By Wesley Anderson, DCH
Is one of the first thoughts you might have if you had to have surgery, “I better make an appointment with my hypnotherapist.”? Perhaps it should be.
When Alice T., a medical doctor, mentioned to her hypnotherapist during a sessions for weight control that she was going to have abdominal surgery for fibroid cysts, he suggested that she use hypnotherapy to help her prepare. Before surgery, she had a hypnotherapy session in which suggestions were given to relieve anxiety, reduce bleeding during the operation, and eliminate post surgical discomfort.
There is plenty of evidence that with hypnosis simple mental imagery and direct suggestions can assist in speeding recovery, and lessen the need for anesthesia during surgery. It is even possible to reduce or eliminate the need for pain medication after surgery. Hypnosis is also quite effective for soothing away presurgical anxieties. Although most hypnotherapists have some training in the techniques, it is best to use those certified in hypnoanesthesiology from the National Board of Hypnotherapy and Hypnotic Anesthesiology (NBHA). All NBHA certified hypnotherapists are extensively trained in techniques for presurgical preparation, painless child birth, and pain management.

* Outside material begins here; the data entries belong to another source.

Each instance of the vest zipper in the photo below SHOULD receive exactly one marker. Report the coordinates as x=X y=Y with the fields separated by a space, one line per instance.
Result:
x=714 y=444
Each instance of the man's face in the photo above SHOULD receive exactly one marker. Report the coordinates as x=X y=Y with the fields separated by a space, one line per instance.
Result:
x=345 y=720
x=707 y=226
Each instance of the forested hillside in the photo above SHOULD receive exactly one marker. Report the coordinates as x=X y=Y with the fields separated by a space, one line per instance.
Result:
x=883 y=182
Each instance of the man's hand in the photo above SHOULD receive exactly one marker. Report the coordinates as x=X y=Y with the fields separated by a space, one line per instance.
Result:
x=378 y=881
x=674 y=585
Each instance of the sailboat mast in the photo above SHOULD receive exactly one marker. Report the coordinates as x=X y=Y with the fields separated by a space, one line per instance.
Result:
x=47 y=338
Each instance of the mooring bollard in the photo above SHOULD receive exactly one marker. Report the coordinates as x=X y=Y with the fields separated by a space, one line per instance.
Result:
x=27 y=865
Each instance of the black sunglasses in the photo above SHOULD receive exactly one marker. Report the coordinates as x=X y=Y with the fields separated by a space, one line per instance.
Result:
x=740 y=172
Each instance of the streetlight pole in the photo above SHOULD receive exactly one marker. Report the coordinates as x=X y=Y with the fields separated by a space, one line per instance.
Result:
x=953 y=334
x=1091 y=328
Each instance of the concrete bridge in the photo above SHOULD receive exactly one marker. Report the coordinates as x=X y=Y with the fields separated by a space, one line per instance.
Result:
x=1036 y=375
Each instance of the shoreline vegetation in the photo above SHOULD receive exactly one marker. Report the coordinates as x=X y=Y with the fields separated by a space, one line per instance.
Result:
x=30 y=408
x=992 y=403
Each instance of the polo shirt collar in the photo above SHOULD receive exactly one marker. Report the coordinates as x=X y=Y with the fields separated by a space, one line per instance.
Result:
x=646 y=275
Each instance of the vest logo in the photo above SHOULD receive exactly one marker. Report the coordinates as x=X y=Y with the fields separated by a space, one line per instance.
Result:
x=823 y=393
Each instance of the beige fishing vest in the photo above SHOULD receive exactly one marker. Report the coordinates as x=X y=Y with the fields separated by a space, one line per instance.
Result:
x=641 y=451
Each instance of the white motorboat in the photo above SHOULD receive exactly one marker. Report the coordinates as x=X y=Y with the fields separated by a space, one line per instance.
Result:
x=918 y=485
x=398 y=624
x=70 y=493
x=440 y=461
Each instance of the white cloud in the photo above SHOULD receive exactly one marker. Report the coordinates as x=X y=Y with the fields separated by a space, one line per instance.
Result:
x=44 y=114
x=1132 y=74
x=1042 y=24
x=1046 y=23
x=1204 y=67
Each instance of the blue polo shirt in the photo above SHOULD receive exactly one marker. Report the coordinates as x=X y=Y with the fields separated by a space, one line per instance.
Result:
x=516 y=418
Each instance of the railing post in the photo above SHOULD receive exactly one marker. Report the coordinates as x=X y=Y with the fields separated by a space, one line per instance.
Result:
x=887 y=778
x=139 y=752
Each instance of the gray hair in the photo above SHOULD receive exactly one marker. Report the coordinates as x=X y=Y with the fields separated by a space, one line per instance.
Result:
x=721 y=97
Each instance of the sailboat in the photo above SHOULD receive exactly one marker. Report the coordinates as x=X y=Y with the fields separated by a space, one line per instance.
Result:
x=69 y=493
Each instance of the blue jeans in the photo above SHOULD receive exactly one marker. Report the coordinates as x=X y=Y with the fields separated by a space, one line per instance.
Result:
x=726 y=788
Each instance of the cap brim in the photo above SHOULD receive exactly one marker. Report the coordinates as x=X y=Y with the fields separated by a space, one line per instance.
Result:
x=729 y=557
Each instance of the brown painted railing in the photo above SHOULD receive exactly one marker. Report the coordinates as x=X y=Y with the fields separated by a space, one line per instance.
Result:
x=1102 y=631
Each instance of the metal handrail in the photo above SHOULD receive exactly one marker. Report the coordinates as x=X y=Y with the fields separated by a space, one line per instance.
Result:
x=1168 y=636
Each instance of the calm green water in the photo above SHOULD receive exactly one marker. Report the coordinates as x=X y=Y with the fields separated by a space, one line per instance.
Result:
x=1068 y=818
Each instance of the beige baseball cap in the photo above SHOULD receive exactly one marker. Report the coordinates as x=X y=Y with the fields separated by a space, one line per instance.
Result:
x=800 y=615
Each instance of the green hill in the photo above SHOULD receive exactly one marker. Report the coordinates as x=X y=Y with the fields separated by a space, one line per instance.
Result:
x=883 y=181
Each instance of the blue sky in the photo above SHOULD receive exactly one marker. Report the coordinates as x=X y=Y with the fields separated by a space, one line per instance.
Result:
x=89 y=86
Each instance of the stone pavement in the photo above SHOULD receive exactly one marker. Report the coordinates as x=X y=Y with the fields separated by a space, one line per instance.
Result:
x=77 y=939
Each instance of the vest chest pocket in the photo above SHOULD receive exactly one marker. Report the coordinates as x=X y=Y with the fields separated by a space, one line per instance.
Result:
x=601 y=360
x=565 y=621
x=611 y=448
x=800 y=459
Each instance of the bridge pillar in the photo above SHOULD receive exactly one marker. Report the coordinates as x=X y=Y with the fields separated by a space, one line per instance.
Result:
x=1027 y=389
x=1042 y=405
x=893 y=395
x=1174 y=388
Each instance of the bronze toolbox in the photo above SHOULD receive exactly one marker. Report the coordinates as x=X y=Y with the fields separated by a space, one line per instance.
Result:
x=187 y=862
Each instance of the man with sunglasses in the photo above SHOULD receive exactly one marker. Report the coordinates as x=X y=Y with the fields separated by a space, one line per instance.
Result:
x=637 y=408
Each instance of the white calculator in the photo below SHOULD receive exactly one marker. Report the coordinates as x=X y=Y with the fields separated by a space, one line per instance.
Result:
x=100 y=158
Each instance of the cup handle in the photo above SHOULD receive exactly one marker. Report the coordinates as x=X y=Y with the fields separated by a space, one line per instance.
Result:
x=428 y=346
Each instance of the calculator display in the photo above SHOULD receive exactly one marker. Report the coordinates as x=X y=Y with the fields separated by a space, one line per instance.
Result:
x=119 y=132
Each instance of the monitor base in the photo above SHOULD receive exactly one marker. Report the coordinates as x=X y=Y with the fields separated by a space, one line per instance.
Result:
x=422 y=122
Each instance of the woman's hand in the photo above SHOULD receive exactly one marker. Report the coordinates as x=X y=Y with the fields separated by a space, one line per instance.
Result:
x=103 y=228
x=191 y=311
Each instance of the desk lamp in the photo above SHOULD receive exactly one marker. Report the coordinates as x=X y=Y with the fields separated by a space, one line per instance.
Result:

Lessening the need for anesthesia during surgery is an important health consideration, because as any surgeon knows, there are risks associated with chemical anesthesia. The less a patient needs the better. The same is true for any pain medication. Fear and anxiety can easily increase the amount of anesthesia needed. As fear raises adrenaline levels, it takes more and more chemicals to overcome the natural “fight or flight” excitement of the body, and to produce anesthesia.
Hypnotherapists have found that the mind can lessen or eliminate those fears and anxieties easily and permanently with some simple hypnotic techniques. One of those techniques is “safe place” imagery, in which the client begins by imagining him/herself in a location that feels safe and secure. Once the “safe place” is established and the feelings of safety and security are anchored in, the client watches the whole process of the surgery repeatedly while maintaining the feelings of safety and comfort. Just rehearsing the event brings about a sense of familiarity, which makes things easier. Rehearsing with the anchored feelings speeds the process of familiarization, and ensures that feelings of safety and comfort will be associated with the prospect of surgery.
The body has an intelligence of its own that can be engaged through hypnosis to speed healing. For most, simple direct suggestions for rapid healing combined with positive imagery will activate the body’s healing intelligence to shorten recovery time, reduce bleeding during surgery, lessen post surgical swelling, and to reduce or eliminate post surgical pain. Ideally the person would have several sessions with the hypnotherapist. The repetition of positive suggestions amplifies the beneficial effects. That is one reason why hypnotherapists frequently make audio tapes of the hypnosis sessions for clients. Tapes are specifically tailored to the needs of the individual, and will typically include “safe place” imagery, a rehearsal of successful surgery and recovery, suggestions for comfort, rapid healing, and a positive attitude. For those who need the most reassurance, it is important that the rehearsals have the greatest detail. That way as the person goes through the event all of the details will be not only familiar, they will be reminding the person to feel “safe and secure”.
How does hypnosis can help control pain after surgery? At first it may seem like a rather mystical process, yet it’s quite simple. With hypnosis it’s the same as when someone deep in conversation bumps into a misplaced chair, noticing nothing until seeing a bruise later. The preoccupied mind just doesn’t notice the pain. The nerves sent pain signals, but they never registered in consciousness, and that’s how the unconscious treats post surgical pain. The “ouch!” never comes into awareness. Of course, post hypnotic suggestions are given so that some pain occurs if the person starts to do something that could cause damage.
Two weeks after the surgery Alice T. called her hypnotherapist and blamed him for her feeling guilty about not going back to work early. After all, she felt great. She reported that she had only had a few twinges of pain when she tried to overexert herself, and her doctors were amazed at how quickly she was healing. She also mentioned that she had never taken, or needed, any pain medication at all after the surgery.
Hopefully in the days to come as medical doctors are integrating the best of complementary healthcare into medicine, everyone undergoing surgery will have hypnotherapy for presurgical preparation as an option.